Iets kan er wel slordig uitzien, zoals hier op tafel nu: bloemen, papieren, koffiekopjes. Maar toch kan het niet beter dan zoals het is. Het is gewoon zo. Dus dan schrijf ik op: “Toch is hun schikking juist.” Maar als ik nu dit doe [hij verschuift het bloemenvaasje dertig centimeter] dat is niet fout, dus schrijf ik: “Verplaats er een en het is opnieuw juist.” Daar is niets tegenin te brengen!
Aldus K.Schippers in een interview met Bertram Mourits in de Poëziekrant. Nee, natuurlijk is daar niets tegenin te brengen: ‘juist’ en ‘onjuist’ zijn begrippen die op deze situatie niet van toepassing zijn; Schippers zegt het zelf: ‘Het is gewoon zo’. Tenzij je de hele werkelijkheid als een compositie opvat, en dat lijkt hier het geval; het fragment is een antwoord op een vraag over conceptuele kunst en een dergelijk antwoord past ook goed bij de opvattingen van Barbarber. Het citaat uit Buiten beeld dat volgt onderstreept dit:
misschien zijn het
facetten van iets dat zich
voortzet op de wereld, ‘t geheel
onttrekt zich aan je gezicht
Maar als de hele wereld, de hele werkelijkheid een compositie is, doet zich - naast de vraag van wie of wat deze compositie is, en welk doel deze dient - de vraag voor wat deze observatie waard is.

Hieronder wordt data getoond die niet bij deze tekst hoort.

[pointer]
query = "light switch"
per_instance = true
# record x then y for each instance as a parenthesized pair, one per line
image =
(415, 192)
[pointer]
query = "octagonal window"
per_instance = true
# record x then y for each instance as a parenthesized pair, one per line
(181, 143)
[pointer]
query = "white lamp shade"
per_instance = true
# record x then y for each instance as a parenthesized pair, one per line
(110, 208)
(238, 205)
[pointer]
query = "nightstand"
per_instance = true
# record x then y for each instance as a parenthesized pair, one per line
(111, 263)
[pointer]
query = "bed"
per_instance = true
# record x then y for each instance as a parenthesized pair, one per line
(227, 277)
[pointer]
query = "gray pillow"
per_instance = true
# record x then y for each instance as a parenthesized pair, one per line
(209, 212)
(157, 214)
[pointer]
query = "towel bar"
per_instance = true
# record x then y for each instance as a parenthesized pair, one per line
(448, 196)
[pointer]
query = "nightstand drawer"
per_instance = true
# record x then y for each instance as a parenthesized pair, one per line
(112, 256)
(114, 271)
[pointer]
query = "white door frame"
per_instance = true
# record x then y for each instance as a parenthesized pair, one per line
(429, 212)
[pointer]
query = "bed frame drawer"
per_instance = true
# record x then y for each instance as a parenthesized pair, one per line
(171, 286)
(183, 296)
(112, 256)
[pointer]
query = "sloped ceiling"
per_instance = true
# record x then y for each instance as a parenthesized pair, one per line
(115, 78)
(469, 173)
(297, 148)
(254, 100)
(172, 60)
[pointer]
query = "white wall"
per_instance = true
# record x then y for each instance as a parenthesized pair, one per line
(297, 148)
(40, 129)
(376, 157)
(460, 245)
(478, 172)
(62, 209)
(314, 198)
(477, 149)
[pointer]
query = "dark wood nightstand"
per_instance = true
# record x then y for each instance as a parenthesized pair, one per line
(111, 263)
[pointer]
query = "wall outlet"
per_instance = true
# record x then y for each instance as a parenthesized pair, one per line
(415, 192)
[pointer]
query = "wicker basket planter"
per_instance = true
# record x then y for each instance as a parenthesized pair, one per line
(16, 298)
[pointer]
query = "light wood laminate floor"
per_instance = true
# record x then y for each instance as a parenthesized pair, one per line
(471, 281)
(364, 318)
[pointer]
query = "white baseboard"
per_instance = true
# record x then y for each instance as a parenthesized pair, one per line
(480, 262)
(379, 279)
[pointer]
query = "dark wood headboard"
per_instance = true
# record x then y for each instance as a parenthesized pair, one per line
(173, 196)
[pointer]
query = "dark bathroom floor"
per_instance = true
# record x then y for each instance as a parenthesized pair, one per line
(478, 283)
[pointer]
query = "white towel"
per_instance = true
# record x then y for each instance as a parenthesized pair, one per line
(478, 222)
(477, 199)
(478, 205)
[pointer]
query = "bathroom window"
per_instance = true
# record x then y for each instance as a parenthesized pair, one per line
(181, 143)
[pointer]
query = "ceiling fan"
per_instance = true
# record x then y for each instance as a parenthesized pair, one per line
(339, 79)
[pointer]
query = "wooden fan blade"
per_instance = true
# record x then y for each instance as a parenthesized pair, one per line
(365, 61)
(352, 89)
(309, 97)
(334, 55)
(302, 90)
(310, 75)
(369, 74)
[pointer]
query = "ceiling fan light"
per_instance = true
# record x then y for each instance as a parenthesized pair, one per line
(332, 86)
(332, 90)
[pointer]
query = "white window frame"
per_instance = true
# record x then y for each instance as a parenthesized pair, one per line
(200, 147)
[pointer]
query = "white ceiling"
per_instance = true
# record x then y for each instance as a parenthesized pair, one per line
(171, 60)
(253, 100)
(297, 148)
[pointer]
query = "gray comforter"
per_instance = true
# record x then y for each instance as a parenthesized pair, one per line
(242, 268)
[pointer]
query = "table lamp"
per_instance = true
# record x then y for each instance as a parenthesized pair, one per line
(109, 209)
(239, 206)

Elke constellatie is immers ‘juist’.
Of bedoelt Schippers dat (conceptuele) kunst in zijn opvatting niets anders doet dan (een deel van) de (waarneembare) werkelijkheid weer te geven? In dat geval maakt de kunstenaar een keuze: geef ik (bijvoorbeeld) de tafel weer in de oorspronkelijke constellatie of met het bloemenvaasje dertig centimeter naar links? Daarvan is de consequentie dat hij de vraag naar de ‘juistheid’ van de compositie introduceert, want hij kan onmogelijk alle mogelijke opstellingen weergeven.